Foto : Ilustrasi dibuat dengan ai. 
  • Whatsapp

JOMBANG, KabarJombang.com – Proses penetapan Upah Minimum Kabupaten (UMK) Jombang tahun 2026 dipastikan belum bisa bergerak. Hingga akhir November, Dinas Tenaga Kerja (Disnaker) Kabupaten Jombang menyebut bahwa pihaknya belum menerima pedoman resmi dari Pemerintah Provinsi Jawa Timur, sehingga tahapan pembahasan belum dapat dimulai.

Kepala Disnaker Jombang, Isawan Nanang Risdiyanto, menjelaskan bahwa pemerintah daerah tidak memiliki kewenangan untuk menginisiasi pembahasan UMK tanpa rambu-rambu dari provinsi. Menurutnya, pembahasan skala nasional dan provinsi masih berlangsung, termasuk penyelarasan dengan regulasi pengupahan terbaru.

Baca Juga

“Kami menunggu arahan dari Disnaker Jatim. Mereka sedang mengikuti proses pembahasan di tingkat pusat. Kalau sudah ada petunjuk, kami langsung bergerak,” ujarnya, Rabu (26/11/2025).

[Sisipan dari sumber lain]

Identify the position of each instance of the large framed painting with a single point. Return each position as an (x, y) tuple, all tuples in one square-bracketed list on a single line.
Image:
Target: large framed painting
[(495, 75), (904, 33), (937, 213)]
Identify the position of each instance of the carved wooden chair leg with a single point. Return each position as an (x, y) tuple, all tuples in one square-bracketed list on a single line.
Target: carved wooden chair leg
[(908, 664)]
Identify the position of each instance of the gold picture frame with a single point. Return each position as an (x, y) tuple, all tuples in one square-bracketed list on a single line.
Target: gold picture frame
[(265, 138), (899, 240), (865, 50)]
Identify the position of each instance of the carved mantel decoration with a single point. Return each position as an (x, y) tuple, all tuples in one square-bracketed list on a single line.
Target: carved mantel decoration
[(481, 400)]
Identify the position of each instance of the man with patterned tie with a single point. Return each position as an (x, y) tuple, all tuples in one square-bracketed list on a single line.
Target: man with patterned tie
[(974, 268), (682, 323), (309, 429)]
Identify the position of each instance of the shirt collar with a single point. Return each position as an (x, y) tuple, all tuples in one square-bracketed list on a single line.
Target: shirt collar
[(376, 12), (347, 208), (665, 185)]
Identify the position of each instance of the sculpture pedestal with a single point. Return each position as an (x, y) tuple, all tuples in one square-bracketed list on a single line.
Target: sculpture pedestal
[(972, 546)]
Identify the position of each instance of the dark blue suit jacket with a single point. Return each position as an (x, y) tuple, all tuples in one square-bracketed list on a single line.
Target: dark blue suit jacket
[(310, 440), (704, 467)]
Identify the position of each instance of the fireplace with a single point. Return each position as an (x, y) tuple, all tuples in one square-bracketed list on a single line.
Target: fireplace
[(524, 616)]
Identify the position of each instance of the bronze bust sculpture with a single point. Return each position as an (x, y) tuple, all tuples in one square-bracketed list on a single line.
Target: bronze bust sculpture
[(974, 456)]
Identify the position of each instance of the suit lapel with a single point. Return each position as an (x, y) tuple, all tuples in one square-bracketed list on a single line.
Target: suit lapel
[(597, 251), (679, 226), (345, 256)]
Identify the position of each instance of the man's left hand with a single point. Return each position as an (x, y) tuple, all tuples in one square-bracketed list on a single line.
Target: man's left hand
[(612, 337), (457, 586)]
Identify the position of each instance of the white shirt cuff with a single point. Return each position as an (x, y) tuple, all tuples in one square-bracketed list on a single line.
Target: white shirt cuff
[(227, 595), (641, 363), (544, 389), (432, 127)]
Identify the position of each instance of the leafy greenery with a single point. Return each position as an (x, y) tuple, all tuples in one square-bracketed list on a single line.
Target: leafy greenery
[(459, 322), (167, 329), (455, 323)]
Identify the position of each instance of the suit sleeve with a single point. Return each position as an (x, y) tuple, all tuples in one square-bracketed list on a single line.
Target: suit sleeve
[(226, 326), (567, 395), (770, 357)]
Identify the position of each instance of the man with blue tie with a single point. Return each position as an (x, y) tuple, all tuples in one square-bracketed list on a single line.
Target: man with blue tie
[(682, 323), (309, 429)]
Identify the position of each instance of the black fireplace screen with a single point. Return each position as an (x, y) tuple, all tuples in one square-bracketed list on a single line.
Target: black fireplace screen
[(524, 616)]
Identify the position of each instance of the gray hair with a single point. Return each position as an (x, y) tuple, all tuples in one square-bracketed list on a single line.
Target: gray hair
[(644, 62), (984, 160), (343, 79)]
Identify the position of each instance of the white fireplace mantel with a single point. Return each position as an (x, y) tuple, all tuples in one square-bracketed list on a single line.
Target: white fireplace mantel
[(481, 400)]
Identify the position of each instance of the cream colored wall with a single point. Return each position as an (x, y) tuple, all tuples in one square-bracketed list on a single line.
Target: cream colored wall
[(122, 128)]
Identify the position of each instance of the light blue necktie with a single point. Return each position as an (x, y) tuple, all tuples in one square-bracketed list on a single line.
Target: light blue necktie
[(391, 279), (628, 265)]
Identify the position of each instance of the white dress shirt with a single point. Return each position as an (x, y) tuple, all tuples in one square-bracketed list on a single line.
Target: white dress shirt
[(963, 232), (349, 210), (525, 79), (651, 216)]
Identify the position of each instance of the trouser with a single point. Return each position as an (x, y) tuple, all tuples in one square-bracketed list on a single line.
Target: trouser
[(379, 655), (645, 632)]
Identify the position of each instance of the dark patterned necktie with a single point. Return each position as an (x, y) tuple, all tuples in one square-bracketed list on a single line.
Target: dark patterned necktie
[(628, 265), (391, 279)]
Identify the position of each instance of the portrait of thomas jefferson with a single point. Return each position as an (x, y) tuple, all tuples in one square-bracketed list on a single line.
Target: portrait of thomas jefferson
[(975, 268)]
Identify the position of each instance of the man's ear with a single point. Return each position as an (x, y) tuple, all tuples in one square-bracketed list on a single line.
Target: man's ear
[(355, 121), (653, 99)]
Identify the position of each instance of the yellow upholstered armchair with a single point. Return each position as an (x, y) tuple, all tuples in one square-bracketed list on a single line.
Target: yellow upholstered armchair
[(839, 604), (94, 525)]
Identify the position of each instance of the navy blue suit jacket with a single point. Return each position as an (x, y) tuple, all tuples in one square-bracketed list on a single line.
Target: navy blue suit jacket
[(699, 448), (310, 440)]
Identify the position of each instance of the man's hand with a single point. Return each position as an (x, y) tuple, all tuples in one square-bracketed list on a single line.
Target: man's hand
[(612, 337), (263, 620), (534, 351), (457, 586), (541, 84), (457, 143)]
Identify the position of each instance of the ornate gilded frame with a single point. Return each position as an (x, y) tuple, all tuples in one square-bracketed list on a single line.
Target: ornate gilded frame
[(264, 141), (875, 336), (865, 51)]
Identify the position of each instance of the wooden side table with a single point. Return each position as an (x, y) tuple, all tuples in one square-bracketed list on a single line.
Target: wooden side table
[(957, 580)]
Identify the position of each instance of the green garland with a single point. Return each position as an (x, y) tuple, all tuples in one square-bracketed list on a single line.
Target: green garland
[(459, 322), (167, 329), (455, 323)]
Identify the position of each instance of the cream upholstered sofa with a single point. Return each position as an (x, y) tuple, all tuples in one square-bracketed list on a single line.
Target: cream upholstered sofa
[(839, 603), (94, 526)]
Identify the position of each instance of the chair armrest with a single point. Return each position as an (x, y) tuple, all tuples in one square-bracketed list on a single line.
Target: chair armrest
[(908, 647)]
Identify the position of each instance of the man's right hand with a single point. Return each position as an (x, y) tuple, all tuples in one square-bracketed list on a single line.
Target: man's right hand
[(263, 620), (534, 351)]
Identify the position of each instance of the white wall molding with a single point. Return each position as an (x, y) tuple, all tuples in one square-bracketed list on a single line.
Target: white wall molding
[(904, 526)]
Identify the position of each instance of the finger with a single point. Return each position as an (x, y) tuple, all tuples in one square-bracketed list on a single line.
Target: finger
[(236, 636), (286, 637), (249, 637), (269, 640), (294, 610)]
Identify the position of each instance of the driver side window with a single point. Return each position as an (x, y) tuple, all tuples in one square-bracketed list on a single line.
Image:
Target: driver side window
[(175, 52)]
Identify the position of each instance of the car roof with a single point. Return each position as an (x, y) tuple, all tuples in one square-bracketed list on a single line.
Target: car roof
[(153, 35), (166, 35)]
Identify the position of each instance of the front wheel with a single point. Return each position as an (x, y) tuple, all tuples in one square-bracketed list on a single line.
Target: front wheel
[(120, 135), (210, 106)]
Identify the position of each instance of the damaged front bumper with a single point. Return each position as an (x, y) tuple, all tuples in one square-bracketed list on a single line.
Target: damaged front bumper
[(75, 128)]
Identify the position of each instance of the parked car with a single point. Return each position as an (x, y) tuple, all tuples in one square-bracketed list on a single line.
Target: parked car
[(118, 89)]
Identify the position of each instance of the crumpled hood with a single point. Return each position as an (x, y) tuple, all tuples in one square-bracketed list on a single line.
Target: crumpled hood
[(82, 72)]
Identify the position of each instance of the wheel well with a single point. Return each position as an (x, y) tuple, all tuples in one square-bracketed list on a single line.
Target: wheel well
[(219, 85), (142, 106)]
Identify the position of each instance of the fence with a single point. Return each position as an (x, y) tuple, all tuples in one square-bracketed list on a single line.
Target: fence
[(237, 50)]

Isawan menegaskan bahwa penetapan UMK harus merujuk pada formula yang ditetapkan pemerintah, sebagaimana yang sebelumnya diterapkan dalam penetapan UMK 2025. Setelah arahan turun, barulah Disnaker Jombang dapat menggelar rapat bersama Dewan Pengupahan yang melibatkan perwakilan pekerja, pengusaha, dan unsur akademisi.

Ia memastikan bahwa mekanisme pembahasan akan tetap berjalan secara terbuka dan mempertimbangkan kondisi ekonomi terkini di daerah.

Terkait besaran kenaikan UMK, Isawan memilih menahan diri untuk tidak mengeluarkan prediksi apa pun sebelum regulasi resmi ditetapkan. Namun demikian, ia mengakui bahwa kecenderungan kenaikan upah hampir selalu terjadi setiap tahun.

“Soal besaran kami belum bisa bicara. Namun secara prosedural, biasanya memang ada kenaikan,” katanya.

Dengan belum turunnya instruksi dari provinsi, jadwal pembahasan UMK Jombang 2026 pun otomatis mundur. Pemerintah daerah kini hanya menunggu kejelasan dari Pemprov Jatim untuk memulai proses penetapan upah minimum tahun depan.